Si donc, en dépit de leur incompatibilité, il faut faire provisoirement ou durablement avec le libre-échange et le franc suisse, quels correctifs administrer ? Depuis quelques mois, une palette de chefs d’entreprises, politiciens, et économistes proposent un éventail de remèdes : couverture du risque de change par les banques, intérêts négatifs sur les dépôts étrangers, impôts sur les transactions fiancières, rattachement du franc à l’euro.

Pour l’agriculture, il y a le précédent de la « monnaie verte » lontemps pratiquée dans l’UE pour son marché agricole commun. De 1973 à l’avènement de la monnaie unique en 1999, les prix des denrées agricoles étaient fixés en ECU pour l’ensemble des pays de l’UE qui avaient alors encore, chacun, sa propre monnaie. Celles-ci pouvaient fluctuer les unes par rapport aux autres avec de fortes amplitudes. Aussi, provoquaient-elles des baisses, respectivement des hausses injustifiées de prix substantielles dans les pays à monnaie réévaluée, respectivement dévaluée. Pour pallier ces à-coups, le Conseil des ministres fixait alors chaque année des taux de change particuliers pour les transactions internationales afférentes à la politique agricole commune. Les écarts entre les « taux verts » et les taux du marché général donnaient lieu au paiement de montants compensatoires monétaires. Ces MCM prenaient ainsi la forme de subventions à l’exportation (et de prélèvements à l’importation) dans les pays a monnaie forte, notamment l’Allemagne et inversément dans les pays à monnaie faible.

Au catalogue des mesures d’accompagnement au projet d’accord de libre-échange agroalimentaire entre la Suisse et l’Union européenne, actuellement en négociation, il s’impose de prévoir un mécanisme de ce genre ou équivalent (« l’euro vert »).

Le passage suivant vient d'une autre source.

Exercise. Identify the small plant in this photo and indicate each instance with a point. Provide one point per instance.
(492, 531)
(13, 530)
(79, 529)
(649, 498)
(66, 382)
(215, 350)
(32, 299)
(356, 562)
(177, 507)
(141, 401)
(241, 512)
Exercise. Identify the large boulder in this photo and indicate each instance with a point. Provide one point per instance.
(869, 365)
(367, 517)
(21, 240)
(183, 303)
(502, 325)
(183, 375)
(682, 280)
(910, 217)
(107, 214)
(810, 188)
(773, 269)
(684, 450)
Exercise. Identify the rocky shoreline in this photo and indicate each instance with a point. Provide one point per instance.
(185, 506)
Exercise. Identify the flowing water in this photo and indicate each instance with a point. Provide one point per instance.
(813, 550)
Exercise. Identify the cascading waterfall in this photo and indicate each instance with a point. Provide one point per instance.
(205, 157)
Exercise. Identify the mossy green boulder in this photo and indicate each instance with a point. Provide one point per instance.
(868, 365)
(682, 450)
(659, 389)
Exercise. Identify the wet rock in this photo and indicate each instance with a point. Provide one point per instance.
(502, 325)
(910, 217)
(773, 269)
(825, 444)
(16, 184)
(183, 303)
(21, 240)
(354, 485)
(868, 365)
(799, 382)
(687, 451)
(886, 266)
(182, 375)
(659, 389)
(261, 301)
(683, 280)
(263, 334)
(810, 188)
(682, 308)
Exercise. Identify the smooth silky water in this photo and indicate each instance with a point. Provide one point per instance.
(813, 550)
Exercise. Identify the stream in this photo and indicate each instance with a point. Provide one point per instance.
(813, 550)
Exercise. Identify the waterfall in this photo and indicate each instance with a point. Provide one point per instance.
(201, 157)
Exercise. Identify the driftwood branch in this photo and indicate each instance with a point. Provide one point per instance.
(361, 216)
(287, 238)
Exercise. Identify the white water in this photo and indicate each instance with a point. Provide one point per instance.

Jean-Claude Trichet, Président de la Banque centrale européenne, nous apporte la caution de sa haute autorité. En 1993, alors qu’il était Directeur du Trésor au Ministère français des finances, il écrivait : « On peut supprimer tous les droits de douane et tous les obstacles non tarifaires aux échanges, si des différences de change importantes se multiplient entre les monnaies de l’ensemble économique considéré, ce sont autant de droits de douane immatériels qui ressurgissent, mettant évidemment en cause la réalisation du marché commun ». (3)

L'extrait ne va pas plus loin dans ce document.